J'étais en premier grade et alors que je jouais à trappe-trappe avec mes amis dans la cour de récréation, j'ai foncé dans la poutre en bois de l'aire de jeu (il faut dire que je courrais en regardant derrière, ce qui n'est absolument pas recommandé). Le coup a été violent. Si violent d'ailleurs que j'ai fait tomber deux dents de devant qui refusaient de se décrocher depuis quelques jours. Enfin, pour être tout à fait honnête, j'en ai fait tomber une dans le sable. Et la deuxième, je l'ai avalée par inadvertance.
Ma maîtresse a été alertée par le hurlement que j'ai poussé et a aussitôt accouru vers moi. Mes camarades de classe étaient horrifiés et criaient que j'étais en train de mourir parce que ma bouche saignait. Pour ma part, je pleurais. Parce que j'avais mal. Mais surtout car je venais de voir que j'avais écrasé une coccinelle sur le poteau.

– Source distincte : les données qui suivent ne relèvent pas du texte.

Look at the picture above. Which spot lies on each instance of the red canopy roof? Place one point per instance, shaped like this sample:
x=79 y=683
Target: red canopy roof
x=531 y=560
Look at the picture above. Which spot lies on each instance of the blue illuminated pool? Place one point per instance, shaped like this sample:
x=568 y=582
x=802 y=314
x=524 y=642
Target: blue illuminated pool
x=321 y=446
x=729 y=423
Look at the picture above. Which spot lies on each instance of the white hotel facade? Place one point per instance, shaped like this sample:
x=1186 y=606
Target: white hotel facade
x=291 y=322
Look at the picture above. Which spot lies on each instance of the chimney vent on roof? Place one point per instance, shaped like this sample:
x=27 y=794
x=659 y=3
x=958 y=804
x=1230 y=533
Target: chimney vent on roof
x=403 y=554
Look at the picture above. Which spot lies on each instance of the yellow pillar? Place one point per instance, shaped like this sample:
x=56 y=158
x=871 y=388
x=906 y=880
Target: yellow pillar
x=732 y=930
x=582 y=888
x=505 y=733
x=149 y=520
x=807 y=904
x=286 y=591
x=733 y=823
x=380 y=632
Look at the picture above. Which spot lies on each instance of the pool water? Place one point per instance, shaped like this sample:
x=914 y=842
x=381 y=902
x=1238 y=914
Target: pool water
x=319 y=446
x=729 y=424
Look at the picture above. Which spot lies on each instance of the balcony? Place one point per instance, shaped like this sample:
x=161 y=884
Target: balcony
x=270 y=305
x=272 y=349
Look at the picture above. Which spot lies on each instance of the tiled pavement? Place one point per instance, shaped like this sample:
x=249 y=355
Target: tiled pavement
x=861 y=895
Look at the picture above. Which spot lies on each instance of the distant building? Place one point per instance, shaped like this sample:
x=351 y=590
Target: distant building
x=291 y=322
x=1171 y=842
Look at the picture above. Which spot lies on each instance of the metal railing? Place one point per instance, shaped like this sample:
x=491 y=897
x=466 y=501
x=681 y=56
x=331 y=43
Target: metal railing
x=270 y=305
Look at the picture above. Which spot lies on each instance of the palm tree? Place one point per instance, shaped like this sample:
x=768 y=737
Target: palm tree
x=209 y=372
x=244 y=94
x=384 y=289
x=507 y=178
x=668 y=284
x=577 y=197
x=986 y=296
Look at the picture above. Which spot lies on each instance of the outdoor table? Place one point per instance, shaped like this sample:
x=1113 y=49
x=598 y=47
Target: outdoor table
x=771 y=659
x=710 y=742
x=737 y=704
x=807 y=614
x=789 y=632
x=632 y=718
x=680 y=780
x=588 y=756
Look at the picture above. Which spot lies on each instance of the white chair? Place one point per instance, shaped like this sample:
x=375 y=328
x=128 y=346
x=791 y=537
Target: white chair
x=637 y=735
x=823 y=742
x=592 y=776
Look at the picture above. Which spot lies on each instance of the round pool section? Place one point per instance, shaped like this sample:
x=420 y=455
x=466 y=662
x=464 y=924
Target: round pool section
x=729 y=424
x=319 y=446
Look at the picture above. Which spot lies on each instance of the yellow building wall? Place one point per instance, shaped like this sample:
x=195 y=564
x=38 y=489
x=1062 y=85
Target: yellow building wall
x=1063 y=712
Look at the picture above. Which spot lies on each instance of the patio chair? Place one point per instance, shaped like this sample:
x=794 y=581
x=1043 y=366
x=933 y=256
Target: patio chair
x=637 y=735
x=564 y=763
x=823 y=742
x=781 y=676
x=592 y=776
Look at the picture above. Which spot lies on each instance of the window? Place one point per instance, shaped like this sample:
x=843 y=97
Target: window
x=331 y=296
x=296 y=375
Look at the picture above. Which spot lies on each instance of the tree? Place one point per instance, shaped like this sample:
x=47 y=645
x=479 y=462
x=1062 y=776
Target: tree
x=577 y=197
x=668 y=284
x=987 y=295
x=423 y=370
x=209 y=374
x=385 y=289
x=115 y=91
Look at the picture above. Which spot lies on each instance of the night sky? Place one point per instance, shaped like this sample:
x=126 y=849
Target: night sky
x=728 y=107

Gamine déjà, j'adorais les animaux.
Parce que je n'arrivais pas à parler sans revoir l'image du malheureux petit insecte sur la poutre, deux autres enseignants sont venus en aide à mon professeur. Mes pleurs ont attiré le reste des enfants qui se sont aussitôt réunis autour de moi. J'étais l'animation de la cour et bien vite, ça a été difficile de retenir les curieux qui voulaient me toucher pour s'assurer que je n'étais pas devenue un zombie.
Au final, j'ai dû être transportée par le seul maître de l'école élémentaire. Ce dernier a involontairement remonté ma jupe en m'attrapant. Et c'est ainsi que l'ensemble des élèves a eu une vue imprenable sur ma culotte remplie de nounours et de biberons, plus une de mes fesses puisque mon dessous n'était plus vraiment en place.
Bien sûr, cet événement est resté gravé dans les mémoires et on m'a même donné le surnom de miss culotte de bébé. Ce dernier m'a suivie jusqu'au sixième grade, après quoi les gens sont passés à autre chose car c'était le début des gros potins du style « Apparemment, Allison a embrassé Jordan sous le préau ! ».
Est-ce que j'ai un deuxième talent ? Mais tout à fait ! Oui je suis gâtée, je le sais, puisque j'ai le chic pour sortir les phrases qu'il ne faut pas, au moment qu'il ne faut pas.
Mes amis disent que je parle sans filtre. Pour ma part, je dirais plutôt que je sors des âneries et que mon cerveau, long à la détente, ne se met en route pour évaluer la signification de mes mots qu'une fois que ces derniers ont franchi mes lèvres. Pour beaucoup, les deux interprétations paraîtront semblables, mais pas pour moi. Parce que la première me fait passer pour une femme dont l'honnêteté est un peu plus poussée qu'à la moyenne alors qu'en vérité, si on devait vraiment me résumer, je dirais plutôt que je suis une calamité.
D'après les dires, c'est amusant d'avoir une amie comme moi. C'est vrai que l'on ne s'ennuie pas. Puis on ne peut pas déprimer à mes côtés car j'ai remarqué que citer mes expériences rocambolesques remontait le moral aux gens. En effet, les personnes arrivent toujours à la même conclusion : leur vie n'est pas pire que la mienne. Peut-être que côté « drama », la leur est plus chargée que la mienne, mais question scènes inédites et improbables, je les bats tous à plate couture.
Alors c'est vrai que je ne me suis pas découverte descendante de la reine d'Angleterre. Pas plus que j'ai grandi dans une mafia ou que j'ai un QI de 130. Seulement, quand on a bientôt vingt-neuf ans et que l'on est aussi adroit qu'un enfant qui apprend à tenir une cuillère, ce n'est tout de même pas facile à vivre. Puis nous n'allons pas nous mentir, notre estime de soi en prend un coup.
Il m'arrive parfois de me demander si ce n'est pas à cause de cela que je n'ai jamais réussi à garder un homme à mes côtés. Parfois même, lorsque je suis en période déprime-glaces-séries, je me dis que je resterai célibataire toute ma vie et que je passerai mes vieux jours dans mon canapé avec pour seule compagnie un des descendants de Happy, mon adorable chien Welsh Corgi à la robe de feu.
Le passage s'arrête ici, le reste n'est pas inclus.